For smartphones without home buttons, face unlocking has become a necessary and ostensibly more secure method for preventing unauthorized access. The iPhone X and Samsung Galaxy S9 have adopted the technology, but it turns out there's a way to cheat the system -- for the OnePlus 6, anyway. Twitter user @rikvduijn discovered that it's possible to exploit the face unlock feature with a printed color copy of the phone owner's face.
In fact, a black and white photo works just as well. This leaves OnePlus 6 owners hoping to rely on face unlock protection in a precarious position -- particularly since bypassing the barrier takes just seconds.

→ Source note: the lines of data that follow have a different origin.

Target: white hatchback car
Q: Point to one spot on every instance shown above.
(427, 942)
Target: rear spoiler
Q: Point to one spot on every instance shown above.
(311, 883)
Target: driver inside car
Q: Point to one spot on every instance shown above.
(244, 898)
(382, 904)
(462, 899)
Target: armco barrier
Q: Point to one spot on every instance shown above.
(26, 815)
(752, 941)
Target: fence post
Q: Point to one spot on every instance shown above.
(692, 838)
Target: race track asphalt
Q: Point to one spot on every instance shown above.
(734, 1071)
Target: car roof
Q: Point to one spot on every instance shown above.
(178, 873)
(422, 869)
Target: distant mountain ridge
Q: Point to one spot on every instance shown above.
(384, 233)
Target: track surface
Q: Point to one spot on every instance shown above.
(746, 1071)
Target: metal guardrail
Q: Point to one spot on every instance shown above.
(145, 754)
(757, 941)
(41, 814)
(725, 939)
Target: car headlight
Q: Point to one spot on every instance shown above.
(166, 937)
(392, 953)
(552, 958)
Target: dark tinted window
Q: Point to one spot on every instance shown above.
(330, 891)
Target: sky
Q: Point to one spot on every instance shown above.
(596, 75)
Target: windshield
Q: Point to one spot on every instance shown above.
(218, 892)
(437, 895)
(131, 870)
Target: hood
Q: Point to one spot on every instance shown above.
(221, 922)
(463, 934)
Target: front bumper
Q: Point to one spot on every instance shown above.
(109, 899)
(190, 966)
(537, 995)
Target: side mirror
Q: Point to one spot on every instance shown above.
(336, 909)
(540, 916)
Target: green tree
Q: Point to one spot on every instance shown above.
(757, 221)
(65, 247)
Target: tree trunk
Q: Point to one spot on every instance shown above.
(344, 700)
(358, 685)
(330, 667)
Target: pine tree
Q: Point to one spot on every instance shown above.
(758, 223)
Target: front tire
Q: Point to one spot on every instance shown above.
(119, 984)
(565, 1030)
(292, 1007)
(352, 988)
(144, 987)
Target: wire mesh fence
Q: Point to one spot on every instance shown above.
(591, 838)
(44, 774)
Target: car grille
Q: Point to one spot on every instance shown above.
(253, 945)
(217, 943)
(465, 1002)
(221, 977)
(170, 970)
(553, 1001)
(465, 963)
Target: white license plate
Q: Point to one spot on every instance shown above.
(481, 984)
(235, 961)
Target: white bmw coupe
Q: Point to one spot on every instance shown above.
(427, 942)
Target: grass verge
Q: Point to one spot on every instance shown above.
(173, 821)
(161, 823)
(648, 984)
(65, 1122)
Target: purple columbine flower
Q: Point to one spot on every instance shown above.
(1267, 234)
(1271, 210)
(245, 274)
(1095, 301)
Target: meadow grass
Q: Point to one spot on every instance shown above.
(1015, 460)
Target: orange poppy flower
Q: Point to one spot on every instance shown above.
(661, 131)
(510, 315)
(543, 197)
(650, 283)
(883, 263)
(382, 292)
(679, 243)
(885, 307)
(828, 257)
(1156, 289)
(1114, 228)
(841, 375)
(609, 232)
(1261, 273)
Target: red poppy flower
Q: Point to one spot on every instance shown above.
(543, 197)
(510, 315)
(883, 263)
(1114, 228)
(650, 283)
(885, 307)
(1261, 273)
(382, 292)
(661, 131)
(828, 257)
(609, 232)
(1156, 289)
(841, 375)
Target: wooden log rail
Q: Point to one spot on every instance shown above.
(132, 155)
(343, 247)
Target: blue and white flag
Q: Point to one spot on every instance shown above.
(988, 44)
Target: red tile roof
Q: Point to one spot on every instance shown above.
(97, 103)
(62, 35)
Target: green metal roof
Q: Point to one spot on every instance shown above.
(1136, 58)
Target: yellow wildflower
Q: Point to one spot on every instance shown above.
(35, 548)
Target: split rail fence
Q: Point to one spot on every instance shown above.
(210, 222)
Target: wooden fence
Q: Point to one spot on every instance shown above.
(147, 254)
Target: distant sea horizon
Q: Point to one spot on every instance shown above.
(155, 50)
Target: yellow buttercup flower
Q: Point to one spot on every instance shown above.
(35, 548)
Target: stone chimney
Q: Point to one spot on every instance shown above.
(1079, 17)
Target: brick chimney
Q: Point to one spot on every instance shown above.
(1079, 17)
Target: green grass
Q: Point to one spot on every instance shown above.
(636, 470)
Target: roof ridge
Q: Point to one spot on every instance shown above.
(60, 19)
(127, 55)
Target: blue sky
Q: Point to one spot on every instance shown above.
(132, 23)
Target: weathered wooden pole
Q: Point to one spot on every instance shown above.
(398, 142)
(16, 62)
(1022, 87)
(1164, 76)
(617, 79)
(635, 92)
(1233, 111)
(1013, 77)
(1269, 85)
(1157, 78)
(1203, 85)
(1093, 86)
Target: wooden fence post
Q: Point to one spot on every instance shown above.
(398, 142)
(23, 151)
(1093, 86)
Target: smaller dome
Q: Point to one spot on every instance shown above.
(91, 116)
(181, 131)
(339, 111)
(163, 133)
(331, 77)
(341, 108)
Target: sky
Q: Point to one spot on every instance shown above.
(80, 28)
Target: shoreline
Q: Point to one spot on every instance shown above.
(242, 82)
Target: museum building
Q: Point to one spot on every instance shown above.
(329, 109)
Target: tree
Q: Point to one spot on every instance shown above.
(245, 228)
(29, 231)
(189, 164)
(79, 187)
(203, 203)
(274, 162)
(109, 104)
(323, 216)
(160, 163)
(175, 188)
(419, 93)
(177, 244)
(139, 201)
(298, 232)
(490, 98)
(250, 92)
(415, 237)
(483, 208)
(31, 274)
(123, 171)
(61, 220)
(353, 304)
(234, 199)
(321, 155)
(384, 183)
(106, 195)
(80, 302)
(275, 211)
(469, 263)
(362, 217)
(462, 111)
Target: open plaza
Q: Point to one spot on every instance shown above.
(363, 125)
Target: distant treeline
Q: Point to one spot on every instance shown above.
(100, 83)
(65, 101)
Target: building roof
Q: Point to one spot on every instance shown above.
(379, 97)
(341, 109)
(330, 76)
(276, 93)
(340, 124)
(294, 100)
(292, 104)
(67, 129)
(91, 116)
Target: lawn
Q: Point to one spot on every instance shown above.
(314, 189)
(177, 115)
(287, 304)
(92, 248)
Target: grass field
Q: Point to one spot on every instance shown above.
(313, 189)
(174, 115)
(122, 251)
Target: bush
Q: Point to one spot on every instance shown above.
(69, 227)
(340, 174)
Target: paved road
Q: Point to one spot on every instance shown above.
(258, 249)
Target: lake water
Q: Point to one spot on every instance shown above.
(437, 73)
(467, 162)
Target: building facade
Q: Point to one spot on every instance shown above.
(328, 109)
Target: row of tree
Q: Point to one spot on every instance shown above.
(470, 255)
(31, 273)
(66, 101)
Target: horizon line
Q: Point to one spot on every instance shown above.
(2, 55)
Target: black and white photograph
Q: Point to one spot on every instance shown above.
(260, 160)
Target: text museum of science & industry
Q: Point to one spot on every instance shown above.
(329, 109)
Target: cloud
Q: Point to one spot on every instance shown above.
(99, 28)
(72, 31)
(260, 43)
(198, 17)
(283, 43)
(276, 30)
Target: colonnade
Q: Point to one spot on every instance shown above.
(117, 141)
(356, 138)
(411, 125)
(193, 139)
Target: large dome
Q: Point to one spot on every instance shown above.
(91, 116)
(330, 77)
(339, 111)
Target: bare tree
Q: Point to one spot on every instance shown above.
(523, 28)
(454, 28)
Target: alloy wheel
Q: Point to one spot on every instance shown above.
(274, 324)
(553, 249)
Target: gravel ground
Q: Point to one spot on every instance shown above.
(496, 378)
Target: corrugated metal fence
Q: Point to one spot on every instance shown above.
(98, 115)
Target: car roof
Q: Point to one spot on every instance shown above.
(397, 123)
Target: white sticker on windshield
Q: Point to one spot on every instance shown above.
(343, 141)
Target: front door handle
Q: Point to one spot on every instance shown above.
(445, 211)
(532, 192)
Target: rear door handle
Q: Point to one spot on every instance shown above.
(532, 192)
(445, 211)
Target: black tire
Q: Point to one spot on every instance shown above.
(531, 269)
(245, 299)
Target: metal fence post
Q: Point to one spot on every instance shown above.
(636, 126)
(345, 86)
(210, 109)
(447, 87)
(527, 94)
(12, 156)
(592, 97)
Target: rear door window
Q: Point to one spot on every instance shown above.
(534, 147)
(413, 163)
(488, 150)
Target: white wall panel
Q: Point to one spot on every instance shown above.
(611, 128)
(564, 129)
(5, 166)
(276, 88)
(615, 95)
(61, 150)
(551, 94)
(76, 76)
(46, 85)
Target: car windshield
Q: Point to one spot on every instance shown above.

Apparently, the flaw lies within the technology itself; rather than mapping facial structures into a 3D model as per iPhone X, the OnePlus 6's face unlock determines the distance between different areas on your face, and compares that image to the original scan.
In a statement to Phone Arena, OnePlus clarified that face unlock was designed "around convenience". The feature isn't switched on for apps like banking or payments, and advised owners to use a PIN, password and/or fingerprint sensor for more trustworthy security. The company added that it is "constantly working" to improve all of its technology.
Of course, no face ID is entirely foolproof. Last year Bkav security researchers constructed 3D masks that were able to trick the iPhone X into unlocking.